Structure of olanzapine: A crystal of olanzapine form I contains a structural block formed by piling of dimeric units staked into columns and connected and stabilized each other through internal NH….N hydrogen bonds between the diazepine and piperazine rings or weak non-bonding interactions .
It is important to outline a few aspects of this organization of the solid state of olanzapine in order to interpret the experimental results.
The structure appears quite “rigid” in spite of the weak interactions involved in its stability, recognized by the relatively high melting point, associated to a relatively low melting ΔH. The rigidity of the crystal structure could explain also occurrence of two polymorph forms not easily in equilibrium each other; the two forms I and II are reported to be monotropically related and, though the transformation is associated only with a conformational change , it occurs only at high temperature, very close to the melting event, when the forces keeping the crystal lattice intact are almost completely released.
The structure results to be also very versatile, since the hydrogen bonds, responsible of the organization of the crystal can be mediated also by solvent molecules in the solvate, without any major alteration of it [2-4,10].
This structure leaves empty volumes that can be occupied by extra molecules in solvates, causing only distortion of the crystal lattice and subsequent increasing the intermolecular distances. However these volumes are not entered by water molecules from a humid atmosphere, in the absence of an external action (heat or solvent) that relaxes the crystal structure of olanzapine facilitating the entry and trapping of foreign molecules.
During heating the (hydrate/solvate) structure is forced to open to releasing the extra molecules contained at relatively low temperature (in the range 100-120°C) and the original organization of the hydrate is temporarily lost: this event is described by the large endotherm found in every case; then, soon after the loss of the solvent molecules, the recovery of the original compact structure is documented by the exotherm. However after these steps it is possible the original organization could have been (at least partially) lost, resulting this fact in the appearance of unexpected peaks in the thermogram or of trace of form II, not previously present in the thermogram of the starting structure.

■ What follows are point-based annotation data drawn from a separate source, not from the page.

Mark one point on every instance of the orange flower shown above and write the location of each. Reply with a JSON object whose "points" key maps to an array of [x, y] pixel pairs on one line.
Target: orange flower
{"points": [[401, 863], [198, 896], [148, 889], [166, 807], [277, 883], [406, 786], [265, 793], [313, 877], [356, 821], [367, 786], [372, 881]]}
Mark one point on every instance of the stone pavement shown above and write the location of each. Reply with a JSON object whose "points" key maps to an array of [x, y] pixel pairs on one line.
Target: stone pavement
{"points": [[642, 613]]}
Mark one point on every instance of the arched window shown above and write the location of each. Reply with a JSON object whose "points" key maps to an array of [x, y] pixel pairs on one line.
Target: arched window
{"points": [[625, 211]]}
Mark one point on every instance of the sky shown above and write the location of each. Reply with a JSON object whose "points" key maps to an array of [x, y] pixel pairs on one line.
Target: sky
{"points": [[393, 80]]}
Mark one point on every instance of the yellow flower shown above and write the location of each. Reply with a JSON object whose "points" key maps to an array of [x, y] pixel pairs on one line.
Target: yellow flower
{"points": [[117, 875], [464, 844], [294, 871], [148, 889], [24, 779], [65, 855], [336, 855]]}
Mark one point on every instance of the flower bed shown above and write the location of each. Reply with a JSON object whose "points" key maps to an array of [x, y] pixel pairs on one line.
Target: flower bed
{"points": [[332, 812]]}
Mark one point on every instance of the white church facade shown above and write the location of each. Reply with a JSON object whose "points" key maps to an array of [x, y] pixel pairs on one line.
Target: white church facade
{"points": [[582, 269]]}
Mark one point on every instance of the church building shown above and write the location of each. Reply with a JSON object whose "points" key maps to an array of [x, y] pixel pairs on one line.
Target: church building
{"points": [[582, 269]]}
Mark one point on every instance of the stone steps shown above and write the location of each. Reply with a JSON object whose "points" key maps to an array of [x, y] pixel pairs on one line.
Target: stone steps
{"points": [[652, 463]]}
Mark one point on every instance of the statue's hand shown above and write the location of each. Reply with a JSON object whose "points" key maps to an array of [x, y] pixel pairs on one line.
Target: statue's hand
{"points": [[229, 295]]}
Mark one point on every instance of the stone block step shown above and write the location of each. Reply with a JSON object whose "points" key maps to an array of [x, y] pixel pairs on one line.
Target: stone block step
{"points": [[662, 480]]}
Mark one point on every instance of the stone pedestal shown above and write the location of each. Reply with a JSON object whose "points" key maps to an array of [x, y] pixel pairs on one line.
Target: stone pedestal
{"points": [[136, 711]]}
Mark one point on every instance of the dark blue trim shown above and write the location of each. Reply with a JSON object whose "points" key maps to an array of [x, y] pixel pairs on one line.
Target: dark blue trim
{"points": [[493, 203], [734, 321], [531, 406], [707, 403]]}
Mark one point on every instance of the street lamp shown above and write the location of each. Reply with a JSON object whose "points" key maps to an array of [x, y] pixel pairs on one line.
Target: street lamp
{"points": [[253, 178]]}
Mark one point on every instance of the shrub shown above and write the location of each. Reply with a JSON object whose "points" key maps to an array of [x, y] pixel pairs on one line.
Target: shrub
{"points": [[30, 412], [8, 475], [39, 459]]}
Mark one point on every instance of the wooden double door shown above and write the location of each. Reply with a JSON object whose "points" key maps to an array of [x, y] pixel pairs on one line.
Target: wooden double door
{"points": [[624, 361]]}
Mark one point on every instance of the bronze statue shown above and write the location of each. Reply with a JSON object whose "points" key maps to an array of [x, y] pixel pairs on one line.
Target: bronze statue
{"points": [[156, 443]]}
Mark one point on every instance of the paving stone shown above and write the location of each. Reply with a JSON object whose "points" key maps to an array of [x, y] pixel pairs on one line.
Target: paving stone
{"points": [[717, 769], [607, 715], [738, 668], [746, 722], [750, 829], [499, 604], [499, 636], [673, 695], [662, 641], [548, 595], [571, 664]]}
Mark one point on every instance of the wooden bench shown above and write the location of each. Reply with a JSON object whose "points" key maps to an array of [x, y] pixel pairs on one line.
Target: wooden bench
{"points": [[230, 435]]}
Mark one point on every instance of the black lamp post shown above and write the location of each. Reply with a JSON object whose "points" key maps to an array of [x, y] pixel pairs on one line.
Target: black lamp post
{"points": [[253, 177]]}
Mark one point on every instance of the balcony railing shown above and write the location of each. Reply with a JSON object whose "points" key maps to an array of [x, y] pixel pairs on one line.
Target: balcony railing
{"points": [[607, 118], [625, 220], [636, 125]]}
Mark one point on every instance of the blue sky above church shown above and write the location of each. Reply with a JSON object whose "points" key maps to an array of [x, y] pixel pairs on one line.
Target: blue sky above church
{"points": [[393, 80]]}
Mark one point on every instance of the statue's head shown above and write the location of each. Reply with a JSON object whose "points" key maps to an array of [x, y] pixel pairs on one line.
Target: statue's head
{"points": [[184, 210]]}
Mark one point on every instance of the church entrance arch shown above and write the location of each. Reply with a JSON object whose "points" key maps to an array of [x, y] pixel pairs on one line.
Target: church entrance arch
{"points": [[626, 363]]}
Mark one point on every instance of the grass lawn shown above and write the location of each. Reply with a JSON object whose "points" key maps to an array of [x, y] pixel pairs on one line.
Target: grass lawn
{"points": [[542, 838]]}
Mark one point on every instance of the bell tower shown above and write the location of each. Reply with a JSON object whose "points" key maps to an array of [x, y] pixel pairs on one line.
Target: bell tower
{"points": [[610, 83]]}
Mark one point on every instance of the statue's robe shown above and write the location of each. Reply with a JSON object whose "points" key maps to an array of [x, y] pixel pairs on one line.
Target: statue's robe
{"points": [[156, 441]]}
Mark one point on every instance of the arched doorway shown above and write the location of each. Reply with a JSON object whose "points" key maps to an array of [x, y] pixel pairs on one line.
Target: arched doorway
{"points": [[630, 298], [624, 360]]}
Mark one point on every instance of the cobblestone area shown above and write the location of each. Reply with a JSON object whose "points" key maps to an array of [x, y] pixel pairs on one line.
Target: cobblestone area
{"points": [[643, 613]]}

From this point of view thermal analysis, which often demonstrates to be quite invasive, just for this fact highlights unexpected behaviour in the solid state of olanzapine hydrates and solvates and suggesting that the formation of the compacted structure, either during crystallization from solvents or after loss of solvent molecules following desolvation, is critical for the final organization. The easy insertion of solvent molecules inside the crystal lattice of olanzapine may result in a unforeseen multiplication of the structures that can be obtained for olanzapine, without being real polymorph forms or stoichiometric solvates or hydrates (especially when these are obtained by the mixed solvent method), but an often undefined mixtures of few canonical forms (form I and II; unsolvated and/or solvated form of the solvent used for crystallization). These ideas agree with the statement that “the many different structures in which olanzapine has been reported to crystallizes probably differ only slightly in their packing arrangement, irrespective of the solvate content” . These forms could be the result of rapid precipitation or during desolvation on heating when the compact organization of olanzapine in the solid state is altered by the rapidity of the processes.
The final suggestion to obtain a pure form, when crystallizing olanzapine from any solvent, is: a) to check the possible formation of solvate by DSC; b) to heat the sample in the oven at 40-50°C until a simple thermogram is obtained (without any endotherm at low temperature); c) to evaluate the form (I or II) left by the desolvation process; d) to estimate, through the melting ΔH value, the crystallinity of the final form.